缓缓地将手臂收紧,封越低头吻去凌以腮上的泪痕。
第二天一早,苏墨北起得很早,他先到厨房同做饭的阿姨问好,而后一边吃早餐一边想bp。结果跑步结束的xword回来,一见到他就两眼放光、十分八婆地分享了“昨夜见闻”。
马应龙?
苏墨北微微皱了皱眉,对xword这份八卦嗤之以,抽起纸巾擦了擦嘴,mtc主队的队长冲xword点点头:“您慢吃,我看看教练去。”
xword恼火地丢了他一个大白眼。
苏墨北的脚步声很轻,他敲了敲门,等了一会儿,不见有人应,他便自作主张地推开了门。
结果就是同从床上坐起来、满面尴尬的封越看了个对眼,苏墨北压抑地低呼一声,而后迅速捂住了嘴巴后退。封越“嘶”了一声,挠挠头利落地翻身,一边儿替凌以掖好被子、一边儿推着苏墨北出去。

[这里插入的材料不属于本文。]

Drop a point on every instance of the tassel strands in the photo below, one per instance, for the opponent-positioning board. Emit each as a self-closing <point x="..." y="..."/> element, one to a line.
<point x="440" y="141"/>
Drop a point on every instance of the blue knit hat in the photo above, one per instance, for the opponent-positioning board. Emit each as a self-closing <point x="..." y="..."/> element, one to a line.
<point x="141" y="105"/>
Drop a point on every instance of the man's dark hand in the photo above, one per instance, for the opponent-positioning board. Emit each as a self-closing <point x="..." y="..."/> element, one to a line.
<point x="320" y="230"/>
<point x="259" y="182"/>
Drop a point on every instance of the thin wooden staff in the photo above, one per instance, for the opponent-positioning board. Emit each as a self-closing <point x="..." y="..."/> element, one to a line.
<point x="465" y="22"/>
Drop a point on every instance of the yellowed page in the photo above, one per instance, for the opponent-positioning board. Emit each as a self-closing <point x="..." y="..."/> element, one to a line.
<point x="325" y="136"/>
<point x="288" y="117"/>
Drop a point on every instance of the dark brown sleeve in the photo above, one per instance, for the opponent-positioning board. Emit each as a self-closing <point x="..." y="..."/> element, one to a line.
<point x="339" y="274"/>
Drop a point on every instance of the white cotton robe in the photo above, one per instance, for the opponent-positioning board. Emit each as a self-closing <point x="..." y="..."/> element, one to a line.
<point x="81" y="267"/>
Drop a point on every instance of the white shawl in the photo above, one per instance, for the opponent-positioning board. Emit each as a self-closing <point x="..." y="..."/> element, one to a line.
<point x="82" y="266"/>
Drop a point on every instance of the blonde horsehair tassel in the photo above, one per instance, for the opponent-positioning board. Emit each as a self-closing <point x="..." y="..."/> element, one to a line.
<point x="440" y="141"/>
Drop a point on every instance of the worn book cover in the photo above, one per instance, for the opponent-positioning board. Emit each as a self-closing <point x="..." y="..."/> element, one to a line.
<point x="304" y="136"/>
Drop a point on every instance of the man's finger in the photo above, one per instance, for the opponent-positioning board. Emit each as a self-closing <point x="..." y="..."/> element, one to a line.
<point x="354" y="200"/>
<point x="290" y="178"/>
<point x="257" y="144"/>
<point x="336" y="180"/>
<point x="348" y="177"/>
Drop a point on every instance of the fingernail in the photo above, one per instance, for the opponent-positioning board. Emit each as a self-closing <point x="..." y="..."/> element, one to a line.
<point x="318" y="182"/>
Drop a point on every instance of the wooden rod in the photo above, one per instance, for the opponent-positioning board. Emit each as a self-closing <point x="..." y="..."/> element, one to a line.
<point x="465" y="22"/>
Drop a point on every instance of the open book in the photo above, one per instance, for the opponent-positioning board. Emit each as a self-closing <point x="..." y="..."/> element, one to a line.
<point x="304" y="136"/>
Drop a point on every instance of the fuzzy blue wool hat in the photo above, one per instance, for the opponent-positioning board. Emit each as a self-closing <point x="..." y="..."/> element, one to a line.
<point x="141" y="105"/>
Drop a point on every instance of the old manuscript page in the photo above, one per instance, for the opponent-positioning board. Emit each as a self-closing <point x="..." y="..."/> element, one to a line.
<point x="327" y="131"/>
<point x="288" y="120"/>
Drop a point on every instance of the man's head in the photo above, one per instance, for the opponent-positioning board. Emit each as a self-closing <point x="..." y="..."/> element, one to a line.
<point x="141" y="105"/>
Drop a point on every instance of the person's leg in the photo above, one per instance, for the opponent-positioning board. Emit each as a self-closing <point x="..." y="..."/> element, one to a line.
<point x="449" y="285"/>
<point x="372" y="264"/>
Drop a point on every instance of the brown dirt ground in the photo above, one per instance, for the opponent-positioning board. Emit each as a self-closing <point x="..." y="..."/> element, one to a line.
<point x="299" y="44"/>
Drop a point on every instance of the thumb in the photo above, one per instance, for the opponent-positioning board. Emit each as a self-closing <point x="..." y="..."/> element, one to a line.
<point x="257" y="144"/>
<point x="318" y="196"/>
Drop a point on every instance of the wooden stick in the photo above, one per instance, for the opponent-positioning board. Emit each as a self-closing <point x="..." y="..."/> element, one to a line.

清晨的mtc基地阳台,苏墨北皱眉看着面前十九岁的小孩。封越红着脸,小心翼翼地解释了个大概——什么他留下照顾教练、教练踢被子、他没办法只能上床云云。
这番话落在本身就是个gay、还与解说一哥李珩在一起的苏墨北眼里,就是欲盖弥彰。凌以颈侧新鲜的吻痕苏墨北不是没有看见,只是出于对教练的尊重、他便什么都没有讲。
哪想、教练高烧成那样。
可怜xword还以为客厅垃圾桶里的马应龙当真是用来治痔疮的。
苏墨北神色复杂地看着封越,一时无言。
自以为解释清楚的封越挠了挠头,冲苏墨北鞠躬:“队长对不起,昨天是我冲动了,我、我不该那样说话的。”
他认认真真道了歉,苏墨北反而没了脾气。
“队长,等等训练我想也给其他哥哥们道个歉。”封越乖巧起来当真有几分十九岁小孩的稚嫩,苏墨北耸了耸肩,表示自己知道了。
脾气冲的小孩他在联盟里见得多了,但知错能改善莫大焉,只要能对战队好,他倒是都无所谓。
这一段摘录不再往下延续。